Many multiagent settings are appropriately modeled as Stackelberg games [Fudenberg
and Tirole 1991; Paruchuri et al. 2007], where a leader commits to a strategy first, and
then a follower selfishly optimizes its own reward, considering the action chosen by the
leader. Stackelberg games are commonly used to model attacker-defender scenarios in security domains [Brown et al. 2006] as well as in patrolling [Paruchuri et al. 2007; Paruchuri
et al. 2008]. For example, security personnel patrolling an infrastructure commit to a patrolling strategy first, before their adversaries act taking this committed strategy into account. Indeed, Stackelberg games are being used at the Los Angeles International Airport
to schedule security checkpoints and canine patrols [Murr 2007; Paruchuri et al. 2008; Pita
et al. 2008a]. They could potentially be used in network routing, pricing in transportation
systems and many other situations [Korilis et al. 1997; Cardinal et al. 2005].
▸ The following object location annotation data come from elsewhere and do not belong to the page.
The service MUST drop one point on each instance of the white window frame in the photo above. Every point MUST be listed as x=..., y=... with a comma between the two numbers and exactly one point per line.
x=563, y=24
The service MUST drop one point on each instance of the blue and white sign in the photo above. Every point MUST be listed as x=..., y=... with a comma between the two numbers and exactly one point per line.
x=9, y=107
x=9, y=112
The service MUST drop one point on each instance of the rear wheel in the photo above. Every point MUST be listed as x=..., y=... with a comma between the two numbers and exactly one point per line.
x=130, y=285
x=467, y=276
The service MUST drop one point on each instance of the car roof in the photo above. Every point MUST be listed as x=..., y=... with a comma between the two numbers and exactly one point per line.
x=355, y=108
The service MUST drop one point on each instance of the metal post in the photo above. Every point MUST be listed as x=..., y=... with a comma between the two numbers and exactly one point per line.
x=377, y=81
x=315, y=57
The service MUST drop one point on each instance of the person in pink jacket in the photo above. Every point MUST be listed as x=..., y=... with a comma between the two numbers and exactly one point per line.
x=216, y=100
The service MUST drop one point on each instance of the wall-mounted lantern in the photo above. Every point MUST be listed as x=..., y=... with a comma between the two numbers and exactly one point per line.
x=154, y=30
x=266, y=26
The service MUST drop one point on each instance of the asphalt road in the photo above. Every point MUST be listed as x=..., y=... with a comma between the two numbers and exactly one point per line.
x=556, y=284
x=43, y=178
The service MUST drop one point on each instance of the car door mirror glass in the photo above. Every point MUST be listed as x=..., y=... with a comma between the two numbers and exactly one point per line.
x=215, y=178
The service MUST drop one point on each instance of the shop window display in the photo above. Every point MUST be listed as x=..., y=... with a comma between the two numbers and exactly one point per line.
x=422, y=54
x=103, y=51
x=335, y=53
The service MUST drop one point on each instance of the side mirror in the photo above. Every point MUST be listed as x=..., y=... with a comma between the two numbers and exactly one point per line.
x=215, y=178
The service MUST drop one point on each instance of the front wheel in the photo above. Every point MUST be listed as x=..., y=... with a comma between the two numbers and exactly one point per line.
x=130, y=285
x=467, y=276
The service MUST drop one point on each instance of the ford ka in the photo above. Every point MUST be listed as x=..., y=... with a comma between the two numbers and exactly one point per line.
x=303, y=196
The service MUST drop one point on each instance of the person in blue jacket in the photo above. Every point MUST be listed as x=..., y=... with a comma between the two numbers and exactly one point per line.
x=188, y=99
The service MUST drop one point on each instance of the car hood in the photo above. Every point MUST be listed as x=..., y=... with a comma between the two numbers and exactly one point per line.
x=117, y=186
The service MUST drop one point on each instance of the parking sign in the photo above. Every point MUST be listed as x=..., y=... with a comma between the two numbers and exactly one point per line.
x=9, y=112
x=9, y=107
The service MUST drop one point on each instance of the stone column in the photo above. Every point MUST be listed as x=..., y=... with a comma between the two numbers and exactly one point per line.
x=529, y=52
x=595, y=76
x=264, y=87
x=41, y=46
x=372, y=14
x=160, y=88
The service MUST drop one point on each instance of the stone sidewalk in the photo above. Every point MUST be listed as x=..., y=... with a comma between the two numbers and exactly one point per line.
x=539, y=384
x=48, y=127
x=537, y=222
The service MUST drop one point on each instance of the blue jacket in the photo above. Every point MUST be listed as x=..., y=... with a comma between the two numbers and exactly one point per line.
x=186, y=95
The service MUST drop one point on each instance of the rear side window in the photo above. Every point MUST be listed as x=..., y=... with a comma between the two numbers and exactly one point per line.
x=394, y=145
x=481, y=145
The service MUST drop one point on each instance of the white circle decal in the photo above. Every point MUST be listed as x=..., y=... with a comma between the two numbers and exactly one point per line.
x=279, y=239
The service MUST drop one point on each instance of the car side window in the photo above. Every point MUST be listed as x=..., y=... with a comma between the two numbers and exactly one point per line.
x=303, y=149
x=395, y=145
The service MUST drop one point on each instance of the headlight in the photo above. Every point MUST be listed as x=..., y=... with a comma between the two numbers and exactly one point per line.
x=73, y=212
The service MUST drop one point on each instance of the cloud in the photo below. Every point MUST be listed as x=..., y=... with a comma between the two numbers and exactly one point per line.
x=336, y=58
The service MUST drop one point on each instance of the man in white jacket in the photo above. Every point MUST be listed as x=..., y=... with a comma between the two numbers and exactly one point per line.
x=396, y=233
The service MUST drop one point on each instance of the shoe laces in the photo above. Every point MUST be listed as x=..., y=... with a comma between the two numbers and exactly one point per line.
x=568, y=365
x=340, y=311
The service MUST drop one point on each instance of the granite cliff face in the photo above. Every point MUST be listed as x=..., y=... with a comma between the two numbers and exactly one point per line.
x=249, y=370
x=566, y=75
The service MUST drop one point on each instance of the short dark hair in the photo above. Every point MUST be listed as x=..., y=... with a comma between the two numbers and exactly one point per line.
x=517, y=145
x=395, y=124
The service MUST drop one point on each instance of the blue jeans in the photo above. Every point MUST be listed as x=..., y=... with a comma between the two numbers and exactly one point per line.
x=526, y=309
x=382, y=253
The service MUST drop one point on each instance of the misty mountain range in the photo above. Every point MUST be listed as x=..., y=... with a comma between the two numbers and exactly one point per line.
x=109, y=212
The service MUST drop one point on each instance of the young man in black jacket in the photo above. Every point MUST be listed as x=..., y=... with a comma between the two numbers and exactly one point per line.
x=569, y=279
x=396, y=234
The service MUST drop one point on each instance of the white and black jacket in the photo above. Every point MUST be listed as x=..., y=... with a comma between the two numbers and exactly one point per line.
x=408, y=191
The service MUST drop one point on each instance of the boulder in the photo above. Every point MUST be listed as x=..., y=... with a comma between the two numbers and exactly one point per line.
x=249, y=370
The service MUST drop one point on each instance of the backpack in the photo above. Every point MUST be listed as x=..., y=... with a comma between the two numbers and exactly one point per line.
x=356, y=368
Although the follower in a Stackelberg game is allowed to observe the leader’s strategy
before choosing its own strategy, there is often an advantage for the leader over the case
where both players must choose their moves simultaneously. To see the advantage of being
the leader in a Stackelberg game, consider the game with the payoff as shown in Table I.
The leader is the row player and the follower is the column player. The only pure-strategy
Nash equilibrium for this game is when the leader plays a and the follower plays c which
gives the leader a payoff of 2. However, if the leader commits to a mixed strategy of
playing a and b with equal (0.5) probability, then the follower will play d, leading to an
expected payoff for the leader of 3.5.